Most of the time on the scioto they spawn around the sametime as the flatheads..its usually in June when they spawn, depending on weather , water conditions and water temps. I look for them to spawn in the next week or so.


Good luck to ya AK,


Scott


----------



## Rooster (Apr 8, 2004)

There is plenty of carp love going on in the smaller flows down here in SW Ohio.

That is a phatt carp!


----------



## fishingful (Apr 5, 2004)

my best was around 15
http://www.ohiogamefishing.com/photopost/showphoto.php?photo=6633&sort=1&cat=500&page=2


----------



## Tornichio (Apr 14, 2004)

nice carp. I can not even imagine what a 30lb carp would pull like. My 24lber was hard enough to pull in. I like big belly on that one. Looks like part of the tail is missing.
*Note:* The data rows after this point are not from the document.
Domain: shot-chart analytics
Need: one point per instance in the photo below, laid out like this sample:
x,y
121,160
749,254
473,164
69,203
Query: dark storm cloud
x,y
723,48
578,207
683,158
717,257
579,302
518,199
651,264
I wonder what caught a hold of that carp?

Thanks for sharing the picture


----------



## Mark Reece (Apr 17, 2005)

Nice fish Scott. For anyone that might be interested there is a FREE spot at the WCC up for grabs due to someone in the UK pulling out at the last minute. For details:


http://www.carpanglersgroup.com/forum/index.php?showtopic=10593


----------



## PAYARA (Apr 7, 2004)

Good show Scott,thats a nice one.
i had one last week just shy of 27 and 
iam definally hungry for something bigger.
i KNOW you are too,you will be on the OH
30's in no time.keep fishing and catching 
big OH carp.


----------



## RiverRat (Apr 5, 2004)

Thanks Greg..glad to see ya back on the forum!

Give me a shout if your going to make it down the Columbus and we'll hook up for some catching.

Scott


----------